Okurlar kitap fiyatları için bize kızıyor ama...
'Bu durumun devam etmesi halinde kapanmalar olur mu?' sorusuna Kocatürk şu yanıtı verdi: “Bugün için öyle bir şey söylemek zor. Fakat bütün yayıncılar, maliyetler karşısında sektörün kendi içerisinde birbirini vadelerle idare ediyordu. Nakit yatırımlar karşısında mutlaka yayıncılar da zorunlu olarak vadeli satmaktan vazgeçip peşin satmanın yoluna gidecekler. Bu da zor bir süreçtir. Okurla bağı olan yayıncıların esas olarak düşündükleri şey bu. Kapanmalar meselesi için, bugün söylemek erken ama bütün yatırımlarını nakit olarak yapan bir sektör değildik. Vadeli yürüyen bir üretim zinciriydi. Bu zincirin kırılma ihtimali var. Türkiye'de bir kitap ortalama 3 buçuk ile 4 dolar civarındadır. Yılbaşında bu 28 ile 32 lira arasındaydı. Şimdi 4 dolar dediğinizde, 45 ve 55 liraya kadar çıkıyor. Buna da okurlar tepki gösteriyor. Okurun da kafası karışıyor. Sanki yayıncılar zam yapıyormuş gibi algılanıyor. Bunun altını çizmek isterim. Bazen okurların böyle tepkileri oluyor. Bu tepkilerin doğru adresi biz değiliz, ülkenin ekonomik durumu, kâğıt üretmemiş olması... Ülkenin üretim maliyetlerinin tamamen dövize dayalı olmasından kaynaklanıyor.”

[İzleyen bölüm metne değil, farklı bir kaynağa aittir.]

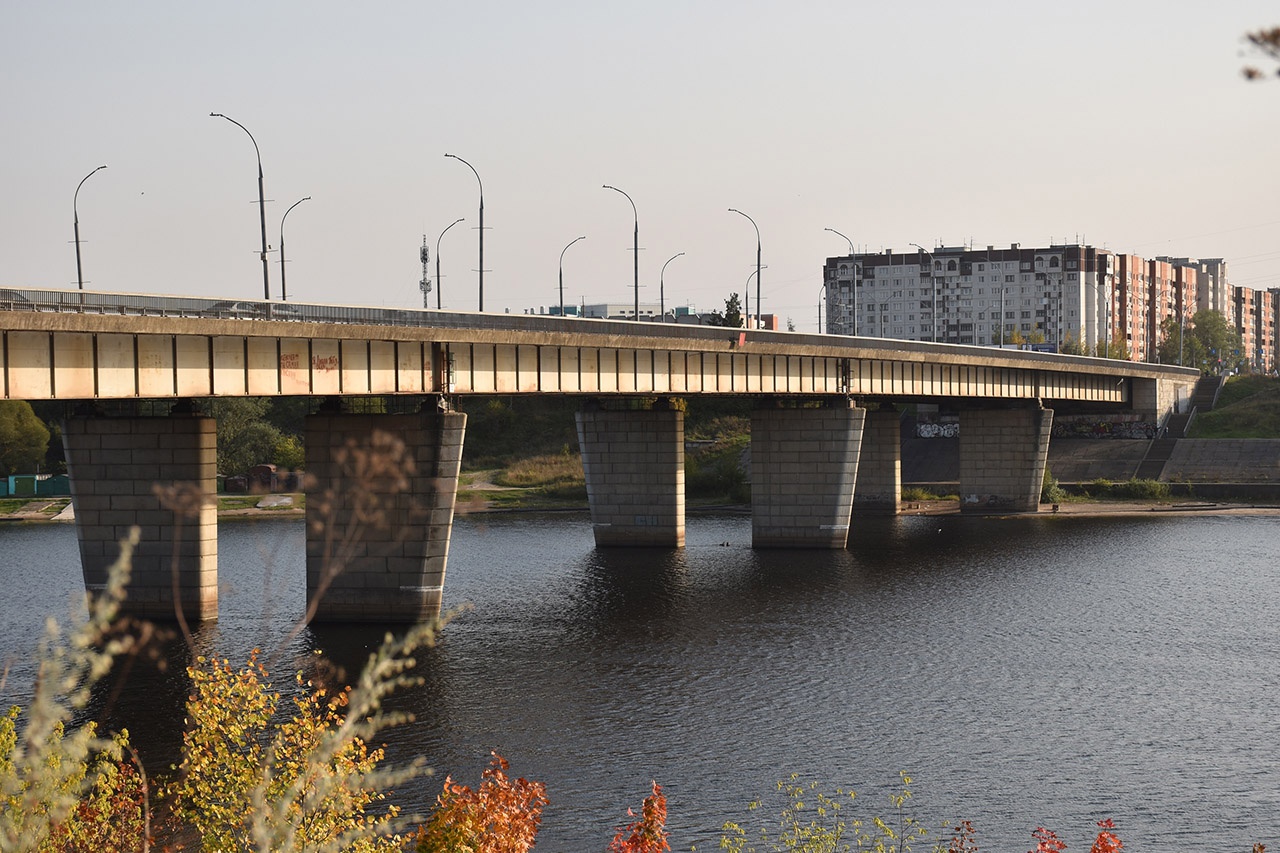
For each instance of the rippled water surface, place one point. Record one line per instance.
(1028, 671)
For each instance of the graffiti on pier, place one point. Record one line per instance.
(1124, 427)
(941, 428)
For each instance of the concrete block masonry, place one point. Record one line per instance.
(634, 463)
(803, 491)
(385, 486)
(178, 548)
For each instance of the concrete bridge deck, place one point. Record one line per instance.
(824, 432)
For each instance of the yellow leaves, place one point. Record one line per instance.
(248, 774)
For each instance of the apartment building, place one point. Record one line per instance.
(1064, 295)
(960, 295)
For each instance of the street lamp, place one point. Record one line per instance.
(80, 276)
(854, 288)
(481, 223)
(758, 268)
(933, 283)
(635, 247)
(662, 290)
(438, 260)
(1106, 315)
(746, 287)
(562, 270)
(284, 293)
(261, 203)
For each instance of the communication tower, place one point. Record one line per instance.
(425, 284)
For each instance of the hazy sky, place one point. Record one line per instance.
(1124, 124)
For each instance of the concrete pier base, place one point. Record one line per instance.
(635, 475)
(158, 474)
(1002, 454)
(380, 514)
(804, 465)
(880, 464)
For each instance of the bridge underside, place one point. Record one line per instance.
(112, 365)
(382, 491)
(816, 456)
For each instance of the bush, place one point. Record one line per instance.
(1050, 491)
(716, 473)
(1132, 489)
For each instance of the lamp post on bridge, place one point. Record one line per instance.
(759, 314)
(80, 276)
(662, 287)
(481, 226)
(562, 270)
(438, 259)
(853, 291)
(261, 204)
(933, 284)
(635, 246)
(284, 293)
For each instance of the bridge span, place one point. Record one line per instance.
(824, 430)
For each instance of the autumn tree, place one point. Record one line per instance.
(1267, 42)
(647, 833)
(501, 815)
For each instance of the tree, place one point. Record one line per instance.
(245, 438)
(1207, 342)
(502, 815)
(1266, 42)
(254, 780)
(23, 438)
(732, 315)
(647, 833)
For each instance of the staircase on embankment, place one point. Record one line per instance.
(1161, 448)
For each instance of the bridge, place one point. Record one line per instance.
(824, 429)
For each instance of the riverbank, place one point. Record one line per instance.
(238, 506)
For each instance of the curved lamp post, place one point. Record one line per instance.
(284, 293)
(662, 287)
(758, 268)
(933, 283)
(562, 270)
(635, 247)
(854, 290)
(80, 276)
(481, 223)
(438, 260)
(261, 203)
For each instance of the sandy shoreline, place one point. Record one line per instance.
(59, 510)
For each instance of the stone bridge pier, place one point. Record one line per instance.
(804, 465)
(380, 500)
(1002, 455)
(158, 474)
(634, 461)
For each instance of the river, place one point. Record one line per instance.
(1050, 670)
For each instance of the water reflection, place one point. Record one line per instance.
(1028, 671)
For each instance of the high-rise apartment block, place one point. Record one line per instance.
(1069, 296)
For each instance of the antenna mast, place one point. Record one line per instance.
(425, 284)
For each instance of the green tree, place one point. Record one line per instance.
(23, 438)
(245, 438)
(1207, 342)
(732, 315)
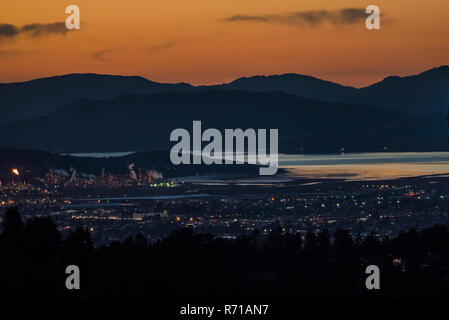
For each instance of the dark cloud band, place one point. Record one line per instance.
(313, 18)
(9, 31)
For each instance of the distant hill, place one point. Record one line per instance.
(144, 122)
(35, 98)
(299, 85)
(427, 92)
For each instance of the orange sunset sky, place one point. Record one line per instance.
(191, 41)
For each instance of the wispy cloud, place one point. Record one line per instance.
(10, 31)
(10, 53)
(161, 46)
(100, 55)
(312, 18)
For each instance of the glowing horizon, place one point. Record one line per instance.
(211, 43)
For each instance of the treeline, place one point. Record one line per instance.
(188, 266)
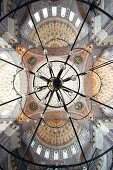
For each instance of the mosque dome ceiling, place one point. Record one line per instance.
(56, 85)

Bu işin olur tarafı kalmadı
Yayıncılar Kooperatifi Başkanı Elif Akkaya, son bir buçuk yılda maliyetlerinin iki katına çıktığını, bunun yayıncılık için yıkım olduğunu ifade ederek şunları söyledi:
“Baskı maliyetleri ile kâğıt maliyetleri iki katına çıktı. Bu koşullarda kitap üretmek imkânsız. Üretsek bile kitabın satışı birim fiyatını yansıtmak zorunda. 200 sayfalık bir kitabı 45 liraya satmak zorunda kalacağız. Bu yalnızca yerli kitaplarda söz konusu. Çeviri ve telif maliyetlerini de katarsak, bu işin olur tarafı kalmadı. 3 ay önce matbaaya zam geldi. Dün ve bugün matbaalar 3 ay önce yaptıkları zamları revize etmek istiyorlar. Sonuçta matbaaların kullandığı bütün malzemeler ithal. Tamamen ithal girdiye dayalı bir üretim mekanizması oluştu. Gitmez böyle. Daralacağız. Kapatacağız. Kitap yayınlamayacağız. Kurların sürekli bu şekilde oynaması yayın dünyasına büyük bir darbe aynı zamanda. Zaten zor bela kendi emeğimizle kitap yayınlamaya çalışıyoruz. Şimdi onu da elimizden alıyor bu ekonomik sistem.”